We explained at the time that the genuine Leninist-Trotskyist position on the conflict was revolutionary defeatism on both sides: “The bloody Argentine junta, wracked only a few weeks ago by massive labor protests, and the despised Thatcher government, which has driven the British people into the poorhouse, can be brought down as a result of defeat and humiliation in war” (“Falklands: Nowhere War,” WV No. 304, 30 April 1982).
Thirty years later, the self-proclaimed “Trotskyists” have once more become enraptured with the “Argentine Malvinas” rhetoric, this time from the mouth of [Argentine president] Cristina Fernández. As she pushed forward a series of measures against the working masses, such as the elimination of subsidies for utilities and for the Buenos Aires subway, Fernández seized on the war’s anniversary to launch a renewed campaign for possession of the islands, with the extra incentive of the oil discovered in that area a couple of years ago—of which decrepit British imperialism does not want to share a single drop.
A snap of Fernández’s fingers was enough for the neo-Morenoite Partido de los Trabajadores Socialistas (PTS) to raise the war cry that the Malvinas/Falklands “are Argentinian, an integral part of our territory,” while boasting of the military “achievements” of the Galtieri junta by referring, in the first person plural, to the destruction of the HMS Sheffield, “which we sank from the pirates” (La Verdad Obrera No. 469, 5 April). For its part, Izquierda Socialista—what remains of the followers of the late political chameleon Nahuel Moreno outside the PTS itself—flew its white-and-blue colors, chanting that “40 million Argentinians demand sovereignty over our islands” (El Socialista No. 214, 15 February). Never one to be outdone, the caudillo of the Partido Obrero, Jorge Altamira, pathetically lamented the dictatorship’s 1982 failure: “How happy it would have made us if the papers had carried the news that a lunatic, a murderer and a torturer [Galtieri] had sunk the British fleet in the South Atlantic, and not that a sane, a democratic [sic!] and a civilized [sic!] Thatcher destroyed the Argentine army” (2 April video on www.tvpts.tv).
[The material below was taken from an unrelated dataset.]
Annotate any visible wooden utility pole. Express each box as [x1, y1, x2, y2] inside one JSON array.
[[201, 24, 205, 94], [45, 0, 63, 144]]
The pseudo-Trotskyists present the bourgeois chauvinist ambitions and adventures over the Malvinas/Falklands as an “anti-imperialist cause.” But, as we wrote 30 years ago:
“What’s anti-imperialist about the ‘recovery’ of this tiny archipelago hundreds of miles from the Argentine coasts? Does it affect the right of self-determination of the Argentine people? Not at all. In what way are the Falklands/Malvinas used as a means of economic pressure by Britain? By buying supplies in Argentina? Granted, the Falklands are a relic of the British empire, and communists demand that this decaying, second-rate imperialist power get out of all its colonial holdovers, from Hong Kong to the Falklands. But the Argentine working masses would gain nothing from Galtieri’s adventure (even if it had been successful).”
— “Thatcher Orders Bloody Slaughter,” WV No. 307, 11 June 1982
In fact, the PTS has given a new twist to embellishing the Argentine bourgeoisie’s military adventures by raising the grotesquely reformist and social-chauvinist demand that in 1982 “the workers, through their organizations” had to impose “general enlistment of the people so that every man and woman could receive adequate military instruction” to go and kill British people (or get killed by them) over a bunch of wind-swept rocks (La Verdad Obrera No. 462, 16 February). With its left flank loyally covered by these fervent patriots, the Argentine bourgeoisie must feel quite at ease.